Es gibt inzwischen, viel, viel mehr Einrichtungen. Ganz am Anfang gab es in Linz ein Arbeitsprojekt und das war es dann … und das Jugendamt natürlich! Vor ungefähr 20 Jahren kam dann die erste Jugendnotschlafstelle dazu und nach und nach haben sich weitere Vereine gebildet. Wir können inzwischen aus viel mehr Kursangeboten schöpfen. Außerdem gibt es die Ausbildungspflicht mit begleitendem Jugendcoaching. Ich kann also für meine Klient:innen jederzeit jemanden „dazuschalten“, um gemeinsam ein gutes Betreuungskonzept auf die Beine zu stellen. Was mir persönlich aber oft fehlt, ist die Zeit pro Klient:in, die definitiv weniger geworden ist.
Damals gab es noch keine Smartphones, geschweige denn das Internet in der Form wie wir es heute nutzen. Wie wirkt sich das auf die Jugendlichen aber auch auf deine Arbeit mit ihnen aus?

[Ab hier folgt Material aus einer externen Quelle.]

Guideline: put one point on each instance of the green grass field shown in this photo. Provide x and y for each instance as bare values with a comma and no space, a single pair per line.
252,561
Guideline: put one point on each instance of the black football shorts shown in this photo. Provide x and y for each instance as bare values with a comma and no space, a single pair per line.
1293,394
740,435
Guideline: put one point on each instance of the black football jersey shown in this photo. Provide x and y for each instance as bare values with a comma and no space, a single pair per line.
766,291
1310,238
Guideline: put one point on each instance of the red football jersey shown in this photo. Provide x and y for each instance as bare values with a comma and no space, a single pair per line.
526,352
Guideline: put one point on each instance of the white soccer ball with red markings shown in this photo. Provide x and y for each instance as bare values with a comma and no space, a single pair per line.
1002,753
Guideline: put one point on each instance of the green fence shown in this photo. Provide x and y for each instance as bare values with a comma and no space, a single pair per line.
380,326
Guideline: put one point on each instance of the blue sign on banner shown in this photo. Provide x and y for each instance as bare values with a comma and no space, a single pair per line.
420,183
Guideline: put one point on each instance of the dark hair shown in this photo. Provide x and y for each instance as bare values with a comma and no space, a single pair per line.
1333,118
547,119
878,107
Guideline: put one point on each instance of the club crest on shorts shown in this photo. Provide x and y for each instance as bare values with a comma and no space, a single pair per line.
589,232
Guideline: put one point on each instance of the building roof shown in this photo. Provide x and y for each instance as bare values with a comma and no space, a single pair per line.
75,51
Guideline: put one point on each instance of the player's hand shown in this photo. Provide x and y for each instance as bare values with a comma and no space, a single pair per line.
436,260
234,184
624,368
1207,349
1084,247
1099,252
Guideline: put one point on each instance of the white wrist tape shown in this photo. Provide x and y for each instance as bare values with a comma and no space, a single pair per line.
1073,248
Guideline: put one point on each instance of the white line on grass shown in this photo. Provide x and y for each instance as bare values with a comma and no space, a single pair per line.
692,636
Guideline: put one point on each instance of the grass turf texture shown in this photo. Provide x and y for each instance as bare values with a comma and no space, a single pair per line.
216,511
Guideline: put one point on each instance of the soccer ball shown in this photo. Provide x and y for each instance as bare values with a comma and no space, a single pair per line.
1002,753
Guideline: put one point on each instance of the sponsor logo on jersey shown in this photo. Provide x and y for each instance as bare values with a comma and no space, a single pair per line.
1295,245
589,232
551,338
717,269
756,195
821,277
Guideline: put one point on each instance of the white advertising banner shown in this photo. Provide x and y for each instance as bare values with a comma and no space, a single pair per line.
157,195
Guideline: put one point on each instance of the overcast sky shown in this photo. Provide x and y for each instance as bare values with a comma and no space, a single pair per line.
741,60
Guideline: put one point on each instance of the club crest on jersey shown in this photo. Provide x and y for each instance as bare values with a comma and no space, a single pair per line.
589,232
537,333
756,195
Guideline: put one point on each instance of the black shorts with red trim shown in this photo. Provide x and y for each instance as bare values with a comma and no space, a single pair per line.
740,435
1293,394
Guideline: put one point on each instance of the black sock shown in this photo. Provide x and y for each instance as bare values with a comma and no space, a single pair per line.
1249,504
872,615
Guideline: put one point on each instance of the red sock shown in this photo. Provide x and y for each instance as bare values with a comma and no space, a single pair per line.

Es ist eigentlich total hilfreich. Früher gab es nur das Festnetz und wenn ich jemanden nicht erreichen konnte, hatte ich einfach Pech. Damals musste ich ganz viele Briefe und Karten schreiben (lacht). Also ich erlebe das echt als Erleichterung. Es ist auch total witzig, weil mir jugendliche Klient:innen gerne Fotos und Videos aus ihrer Freizeit und von ihren Freund:innen am Smartphone zeigen. So bekomme ich viel mehr Einblick in ihre Lebenswelt. Lustig ist auch, dass Jugendliche nur ganz selten anrufen. Sie schicken eher Sprachnachrichten oder SMS – also so „oldschoolmäßig“ anrufen, ist nicht mehr (lacht).
Aber obwohl ich es in der Betreuung als Erleichterung erlebe, ist es für die Klient:innen nicht immer so einfach. Ich habe zum Beispiel einen Klienten, der seiner eifersüchtigen Freundin regelmäßig das Handy zur Kontrolle vorlegen muss. Die Jugendlichen sind untereinander besser vernetzt, dadurch aber auch in Gefahr, sich gegenseitig negativ zu beeinflussen. Auch die unerreichbaren Selbstdarstellungen, mit denen gerade Mädchen auf Social Media konfrontiert sind, sind ein Problem. Burschen stellen sich gerne martialisch dar und bekommen positives Feedback, wenn sie „groß, stark und wild“ sind – das befeuert toxische Bilder von Männlichkeit.
Wie sieht es mit der Entwicklung bei den Delikten aus? Womit hattest du es in der Anfangszeit vermehrt zu tun, womit heute? Beobachtest du Trends oder signifikante Veränderungen?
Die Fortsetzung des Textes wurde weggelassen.